In most countries, internationalization has come to comprise an increasingly important element of higher education and of the academic enterprise. Individual universities vary in their cross-border activities and their capacity to take advantage of global pressures and forces (Marginson 2007; Stromquist 2007). Increasingly, higher education institutions' management strive to internationalize their establishments (De Wit 2002; Hudzik 2011), while governments invest more resources in this process. De Wit (2002) details the rationales behind such institutional and governmental internationalization efforts, which include long-term or immediate economic benefits; national political benefits involving security, stability, peace, and ideological influence; an academic quest to meet international standards of teaching, research, and service; and quality of life improvements that result from learners' socio-cultural integration. Knight (2004) addresses the transformation in rationales for internationalization that took place in the recent decade from socio-cultural and academic justifications to mainly economic and political ones, including the concerns of aging populations and labour market development. Given this complex set of motivations for internationalization, diverse academic institutions may differ in their incentives to internationalize (Stier 2004); hence, comprehensive comparative analysis is necessary in understanding this phenomenon, especially within the more recently internationalizing second-tier educational institutions.

Second-Tier Higher Education Institutions

Since World War II, higher education systems have expanded rapidly and have been transforming organizationally. Researchers documented a tremendous growth in the number of students and the diversification of institutions of higher learning, as well as the massification of higher education (e.g. Teichler 2004). Usually, firstand second-tier institutions differ in their selectivity, curriculum, administration, cost, academic versus practical orientation, and prestige (Shavit et al. 2004, August). Despite the tremendous variations in the types of second-tier institutions (including community colleges, universities of applied sciences, and other academic and vocational colleges), as discussed in the definition of the term above (see footnote 2), such colleges are generally believed to open the gates of higher education to previously excluded social groups, thus enabling diversity. For example, four-year colleges in the US and some primarily two-year colleges in Canada are considered less prestigious than the elite or selective universities, but offer similar study fields and grant academic degrees.
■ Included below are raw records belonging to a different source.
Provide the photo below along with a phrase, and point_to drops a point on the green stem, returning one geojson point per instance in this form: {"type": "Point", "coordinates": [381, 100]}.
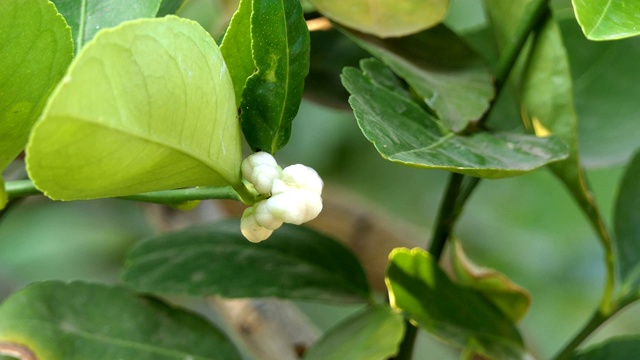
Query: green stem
{"type": "Point", "coordinates": [22, 188]}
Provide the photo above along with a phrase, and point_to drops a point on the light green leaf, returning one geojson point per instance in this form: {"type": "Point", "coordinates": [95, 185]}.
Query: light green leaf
{"type": "Point", "coordinates": [87, 17]}
{"type": "Point", "coordinates": [547, 107]}
{"type": "Point", "coordinates": [403, 132]}
{"type": "Point", "coordinates": [455, 314]}
{"type": "Point", "coordinates": [4, 198]}
{"type": "Point", "coordinates": [511, 299]}
{"type": "Point", "coordinates": [373, 334]}
{"type": "Point", "coordinates": [236, 47]}
{"type": "Point", "coordinates": [618, 348]}
{"type": "Point", "coordinates": [608, 19]}
{"type": "Point", "coordinates": [79, 321]}
{"type": "Point", "coordinates": [627, 227]}
{"type": "Point", "coordinates": [448, 75]}
{"type": "Point", "coordinates": [294, 263]}
{"type": "Point", "coordinates": [146, 106]}
{"type": "Point", "coordinates": [604, 74]}
{"type": "Point", "coordinates": [32, 64]}
{"type": "Point", "coordinates": [272, 95]}
{"type": "Point", "coordinates": [384, 18]}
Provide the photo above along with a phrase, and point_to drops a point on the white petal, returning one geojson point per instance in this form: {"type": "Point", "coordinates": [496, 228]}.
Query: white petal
{"type": "Point", "coordinates": [250, 228]}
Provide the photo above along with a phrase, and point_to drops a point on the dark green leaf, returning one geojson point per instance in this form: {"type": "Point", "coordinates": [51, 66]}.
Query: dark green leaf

These institutions offer mainly vertical expansions, offering access to 'less successful' members of the same populations already being served by top-tier universities. Other newly-established institutions do not grant academic degrees (such as community colleges in the US) or take the form of vocational or semi-professional under-graduate training (e.g., the German Fachhochschulen). These institutions are expected to cater to new populations of students, thereby expanding student diversity (Ayalon and Yogev 2006).

Some (particularly European) countries have explicitly binary higher education systems comprised of universities and colleges of applied sciences (such as Austria, Germany, Belgium, and the Netherlands). In other countries, the differentiation is less stark. The status of the degrees such institutions grant is debated, and some countries (such as the US and Canada, as well as some developing economies) have initiated policies aimed at strengthening the vocational and professional dimension in higher education. In conjunction, resistance has emerged in many developing countries to second-tier higher education that is considered of lower status and prestige; the proliferated use of the label 'university' seems to maintain perceptions that do not always accurately reflect reality.

In summary, the definition of second-tier institutions is vague and their classification is diverse, evolving and with no clear direction. Although clear definitions and statistics are difficult to provide in most countries, these institutions comprise a substantive part of the higher education sector, tend to be vocationally and professionally oriented, focus predominantly on under-graduate teaching, offer mainly bachelor or associate degrees, and research issues of a more local or national scope.